Franchement, je n’aurais jamais parié là-dessus. L’Odyssée vient de pulvériser les compteurs. Le dernier long-métrage de Christopher Nolan explose tous les records. C’est fou. Avec plus d’1,1 milliard de dollars au compteur, le film s’impose. Il relègue ses rivaux au second plan. C’est un peu comme si vous essayiez de réparer la direction assistée d’une vieille 4L avec des bouts de ficelle et un processeur quantique : ça surprend, c’est totalement inattendu, mais bon sang, ça fonctionne à merveille !

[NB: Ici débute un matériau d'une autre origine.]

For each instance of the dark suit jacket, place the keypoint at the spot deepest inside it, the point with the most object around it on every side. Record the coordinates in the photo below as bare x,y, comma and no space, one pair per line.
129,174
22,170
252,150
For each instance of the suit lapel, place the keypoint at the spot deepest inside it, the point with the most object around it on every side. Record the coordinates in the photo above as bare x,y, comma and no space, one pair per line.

Le nouveau roi du box-office
À mon avis, on nage en pleine folie cinématographique. The Dark Knight Rises est battu à plate couture. Le film dépasse les 1,08 milliard de l’époque de Batman. C’est une claque monumentale. En fait, ça me rappelle ce jour où j’ai essayé de compiler un énorme noyau Linux sur un vieux processeur poussivement fatigué : tout a planté direct, mais quel kiff une fois que ça tournait !
Définition du concept : **L’Odyssée** désigne ici le nouveau mastodonte cinématographique réalisé par Christopher Nolan, un long-métrage tourné intégralement en caméras grand format qui redéfinit les standards de rentabilité et d’exploitation technique en salles obscures à l’échelle mondiale.
Une domination totale sur les formats Imax
Sauf que pour aller plus loin, il faut fouiller dans les chiffres. C’est du lourd. Les salles équipées explosent les scores. Regardez plutôt :
- Recettes Imax globales : 289 millions de dollars.
- Amérique du Nord : 147,3 millions de dollars.
- International : 141,8 millions de dollars.
- Format 70 mm : 37,5 millions de dollars sur seulement 41 cinémas.
Oups, les concurrents doivent faire grise mine. C’est du jamais vu pour un projet aussi exigeant et radical.
Tableau comparatif des records de Christopher Nolan
| Film | Recettes mondiales | Statut Imax |
|---|---|---|
| L’Odyssée | 1,1 milliard $ | Record absolu (289 M$) |
| The Dark Knight Rises | 1,08 milliard $ | Ancien record |
| Oppenheimer | 975 millions $ | Sous le milliard |
Franchement, la cadence actuelle donne le tournis. Je trouve que le public répond présent malgré la complexité des œuvres proposées. C’est beau.